Being clueless as to how to pick out a piano, we were introduced to a Modesto piano teacher, Dr. Yan Yan Chan, who helped us. However, being from New York and being an only child, I ended up hogging the piano we purchased; my poor wife barely gets time to play. On the piano, I found that one of the hardest things was bass clef and the way that the fingering markings for piano and violin are off by one digit (pinky = “4” for violin). I took a few lessons from Yan Yan to help me get started and also had pointers from a close family friend Dr. Kung-Chin Lin, an university piano professor in Taiwan. Then I was pretty much on my own due to my somewhat unpredictable schedule as a surgeon.
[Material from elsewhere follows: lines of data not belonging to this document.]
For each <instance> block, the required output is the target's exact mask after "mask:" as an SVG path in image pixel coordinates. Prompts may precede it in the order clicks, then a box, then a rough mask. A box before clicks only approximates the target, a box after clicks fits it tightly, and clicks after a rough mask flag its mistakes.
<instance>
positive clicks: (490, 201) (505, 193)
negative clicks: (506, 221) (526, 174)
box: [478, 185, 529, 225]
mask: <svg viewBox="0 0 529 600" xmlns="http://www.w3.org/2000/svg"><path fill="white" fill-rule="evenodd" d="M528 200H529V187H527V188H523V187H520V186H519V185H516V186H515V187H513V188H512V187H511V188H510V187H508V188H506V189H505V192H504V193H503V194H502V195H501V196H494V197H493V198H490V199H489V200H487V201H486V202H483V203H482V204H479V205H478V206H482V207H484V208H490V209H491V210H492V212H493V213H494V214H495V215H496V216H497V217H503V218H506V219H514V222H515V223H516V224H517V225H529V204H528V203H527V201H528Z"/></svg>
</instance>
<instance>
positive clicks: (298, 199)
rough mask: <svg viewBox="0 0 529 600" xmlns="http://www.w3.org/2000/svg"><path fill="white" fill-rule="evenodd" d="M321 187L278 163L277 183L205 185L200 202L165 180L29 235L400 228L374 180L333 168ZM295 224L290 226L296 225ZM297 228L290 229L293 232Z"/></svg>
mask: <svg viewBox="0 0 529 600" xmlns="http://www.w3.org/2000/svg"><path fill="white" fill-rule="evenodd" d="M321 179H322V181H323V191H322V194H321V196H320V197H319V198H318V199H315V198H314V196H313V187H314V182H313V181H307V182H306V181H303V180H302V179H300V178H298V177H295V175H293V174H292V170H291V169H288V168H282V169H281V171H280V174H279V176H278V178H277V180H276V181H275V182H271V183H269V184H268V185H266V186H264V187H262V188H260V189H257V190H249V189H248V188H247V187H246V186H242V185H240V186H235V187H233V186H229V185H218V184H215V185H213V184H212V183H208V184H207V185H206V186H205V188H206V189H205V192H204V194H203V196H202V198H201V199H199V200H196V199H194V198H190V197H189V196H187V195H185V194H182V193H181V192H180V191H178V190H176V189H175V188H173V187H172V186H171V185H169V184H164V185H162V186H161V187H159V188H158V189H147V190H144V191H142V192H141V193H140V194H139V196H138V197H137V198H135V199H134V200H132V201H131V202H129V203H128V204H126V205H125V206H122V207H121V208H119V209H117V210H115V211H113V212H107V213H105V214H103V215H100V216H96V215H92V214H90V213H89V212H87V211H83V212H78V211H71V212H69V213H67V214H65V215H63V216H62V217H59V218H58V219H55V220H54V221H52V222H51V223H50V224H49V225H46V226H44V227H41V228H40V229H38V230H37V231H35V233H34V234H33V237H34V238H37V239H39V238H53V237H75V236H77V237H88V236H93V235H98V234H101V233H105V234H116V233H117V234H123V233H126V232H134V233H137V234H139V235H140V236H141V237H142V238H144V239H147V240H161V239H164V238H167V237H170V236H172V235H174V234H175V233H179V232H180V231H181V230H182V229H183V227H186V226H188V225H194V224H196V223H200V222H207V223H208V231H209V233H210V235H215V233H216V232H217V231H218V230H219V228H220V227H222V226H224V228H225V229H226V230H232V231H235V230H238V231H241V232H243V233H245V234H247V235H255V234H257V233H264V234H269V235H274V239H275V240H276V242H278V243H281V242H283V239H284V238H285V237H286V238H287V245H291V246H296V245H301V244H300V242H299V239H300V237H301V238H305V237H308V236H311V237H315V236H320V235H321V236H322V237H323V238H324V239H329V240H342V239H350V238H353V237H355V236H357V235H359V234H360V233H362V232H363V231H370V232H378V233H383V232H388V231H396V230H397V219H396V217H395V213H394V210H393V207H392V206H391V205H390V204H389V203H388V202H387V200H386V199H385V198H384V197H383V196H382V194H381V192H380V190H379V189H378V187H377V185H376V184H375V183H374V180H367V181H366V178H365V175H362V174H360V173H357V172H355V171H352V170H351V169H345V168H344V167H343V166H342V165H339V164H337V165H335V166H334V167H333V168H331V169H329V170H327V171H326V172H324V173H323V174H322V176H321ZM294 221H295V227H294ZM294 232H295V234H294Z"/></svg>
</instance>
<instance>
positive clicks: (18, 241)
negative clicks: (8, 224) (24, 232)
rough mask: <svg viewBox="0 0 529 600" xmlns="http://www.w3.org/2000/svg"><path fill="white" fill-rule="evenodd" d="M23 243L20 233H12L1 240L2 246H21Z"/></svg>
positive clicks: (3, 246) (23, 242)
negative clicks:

Yan Yan and I got reunited recently when we heard about the Los Angeles Moments of Music Piano Concerto Competition through another genius piano teacher in our area, Janisse Foresti. I have since acquired a separate dining table but I still have trouble playing octaves.
Short Modesto Symphony Biography for Calvin Lee, MD
Calvin Lee was born in New York City, and went to school in the suburbs. He graduated top of his class in high school and was accepted to all the universities he applied to including Harvard, Stanford, and Brown Universities. He chose to go to Brown and there he met his wife, Dr. Tammy Wu – Plastic Surgeon. We continued on to medical school at Brown University where Dr. Tammy Wu graded top of her Ivy League medical school class. Turning down job offers in San Diego and Los Angeles, Dr. Calvin Lee found a wonderful career in Trauma/General surgery in Modesto, California instead. We decided to call Modesto our home and eventually established Surgical Artistry in 2006. Dr. Lee is also an acupuncturist. Now, he spends 40% of his clinical time with acupuncture, and 50% of his time with cosmetic injections of Botox, Dermal-Fillers, Veins, and Kybella. The rest of the time is reserved for assisting in Cosmetic Surgeries and pain related spinal surgical implants. He and his wife are founders of the Gallo Center for the Arts, founding title sponsors for the Surgical Artistry Modesto Symphony Pops Series (2007-2009) / Surgical Artistry Modesto Symphony Fat Cat Classics (2006-2007), and founding title sponsors for the Surgical Artistry Modesto Marathon (2010-current).
Musically, Dr. Lee started violin at age 7. He studied violin with Mary Canberg till he went to college. He attended music theory classes at the Manhattan School of Music. He studied violin with Charles Sherba while at Brown University. He won the concerto competition at Brown University twice and was the concert master . He finds it interesting and quite an honor to be listed as one of the 7 notable students listed on the webpage of his Brown University Orchestral Conductor, Paul Phillips. In 2009 he won a spot in the YouTube Symphony. A year after that, he was invited to Hong Kong to solo on the violin with a well-established medical orchestra. This led to other violin solo performances with orchestras in Taipei and Macau. This trip to Asia was a “tour” that took approximately two months. After that trip, he was eager to return to his world as a doctor. Another highlight is a write-up in Strings Magazine. I still remember reading that magazine from cover to cover as a child, and now I get to be on the inside of the back cover! He is now dabbling in piano.